Paul was a visionary and a mentor to me,” said Warren Patterson of Barrie’s Garden Centre in Barrie, Ont. “When I told him 17 years ago I was thinking about opening a garden centre, Paul barked, ‘Just do it.’”
John Langendoen of Willowbrook Nurseries, Fenwick, Ont., remembered, “I was competing against Paul on a very large quote for a landscaper and he called me up to come and see him regarding this customer. He warned me to be very careful with this customer. This customer had a history of not paying his bills. So knowing that, we approached this customer cautiously. We ended up getting the job and made sure we got paid in monthly installments. This landscaper did go broke. Had Paul not warned us, we might have been burned and we would have lost our business. Thank you Paul! We were competitors and we were comrades.”
“Paul was a progressive businessman who liked new ideas, innovation and looked for opportunities to grow Brookdale Treeland Nurseries into an industry powerhouse,” said Michael Murray of Murray’s Horticultural Services, Portugal Cove, Nfld. “I remember well the day Cle Newhook and I suggested the CNLA and its affiliated provincial members spearhead a more aggressive stance of political lobbying and government engagement. Paul recommended in his statement to the Board of Directors, ‘You know these Newfoundlanders are right, we need to be more deliberate and consistent in putting our concerns forward to government.’ Paul Olsen and Cle Newhook were great industry leaders. They helped provide a great vision for the CNLA and its provincial affiliated members to engage ourselves, the communities around us and our elected political representatives.”
From Joan Johnston of Peter Knippel Garden Centre in Gloucester, Ont.: “I always appreciated Paul for being a dedicated volunteer, a forward thinker and a good businessman.
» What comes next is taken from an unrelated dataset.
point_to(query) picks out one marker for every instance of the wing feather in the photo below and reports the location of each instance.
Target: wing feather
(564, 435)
He always understood issues with maturity and a broad perspective. He could be concerned about problems but still see the bright side. But what impressed me most was his kindness — not always a strong point of the successful.”
“Paul was a visionary who saw the big picture. He was always pushing for the advancement of the industry and associations, always pushing professionalism,” said Tom Intven of Canadale Nurseries, St. Thomas, Ont.
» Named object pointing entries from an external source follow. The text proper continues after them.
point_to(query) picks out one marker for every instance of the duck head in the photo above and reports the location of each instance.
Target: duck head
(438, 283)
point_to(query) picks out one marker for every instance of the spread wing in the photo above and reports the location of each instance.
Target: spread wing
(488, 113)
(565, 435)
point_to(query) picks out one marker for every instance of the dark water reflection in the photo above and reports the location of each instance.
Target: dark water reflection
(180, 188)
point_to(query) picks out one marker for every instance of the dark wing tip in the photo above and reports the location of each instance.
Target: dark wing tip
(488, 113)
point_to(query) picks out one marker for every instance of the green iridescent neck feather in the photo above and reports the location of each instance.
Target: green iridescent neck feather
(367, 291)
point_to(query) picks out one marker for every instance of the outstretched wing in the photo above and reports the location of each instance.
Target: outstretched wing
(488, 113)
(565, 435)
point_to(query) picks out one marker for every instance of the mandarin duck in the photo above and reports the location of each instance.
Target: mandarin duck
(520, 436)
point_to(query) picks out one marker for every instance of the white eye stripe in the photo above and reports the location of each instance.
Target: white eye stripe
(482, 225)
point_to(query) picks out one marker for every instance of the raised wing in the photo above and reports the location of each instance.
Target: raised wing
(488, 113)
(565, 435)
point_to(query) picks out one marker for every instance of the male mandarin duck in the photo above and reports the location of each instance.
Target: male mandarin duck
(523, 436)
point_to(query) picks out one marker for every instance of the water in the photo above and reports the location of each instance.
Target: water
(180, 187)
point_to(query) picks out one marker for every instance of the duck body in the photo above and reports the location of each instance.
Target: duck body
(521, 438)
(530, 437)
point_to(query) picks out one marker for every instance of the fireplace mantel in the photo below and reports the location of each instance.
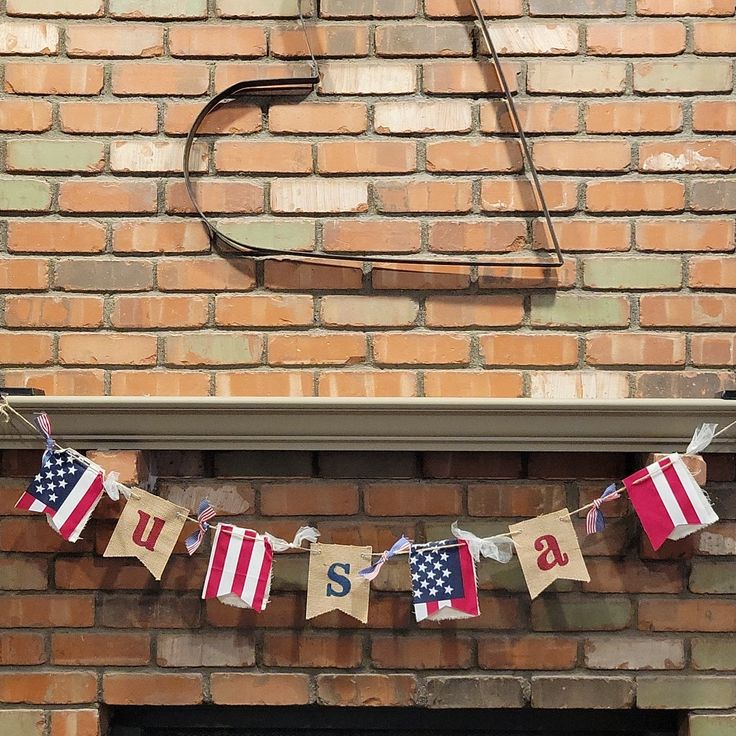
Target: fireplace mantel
(628, 425)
Vic Krahn of Lakeshore Tree Farms in Saskatoon, Sask., mused on the P. ramorum crisis, when nurseries were being quarantined, stock ordered destroyed, and nobody was receiving a dime of compensation. Meanwhile, a quarantine pest was plaguing potato farmers in a small area of Quebec; compensation appeared within three months. Krahn reflected on a meeting with a CFIA official, a lifelong bureaucrat in a wonderful suit, coincidentally from Quebec. He remembers Paul Olsen taking control of that meeting: “Paul folded his hands, and said, ‘While there has been a lot of talk, I would never say that Quebec farmers were receiving favoured status. I understand that CFIA is above reproach. However, appearances could certainly be construed that way.’” According to Krahn, the official became quite agitated and it was after this meeting that positive action was initiated towards compensation and eradication of positive P. ramorum plants.
CNLA growers’ manager Rita Weerdenburg considered Paul Olsen a good friend and an industry mentor; she was in the same tense meeting. “Desks were pounded. Literally. Thanks to Paul’s persistence, his earlier relationship-building skills with policy advisors, his keen perception to recognize a unique opportunity and his skill to turn that opportunity to advantage, nursery growers in B.C. collectively realized millions of dollars in compensation payments at the height of the P. ramorum crisis.”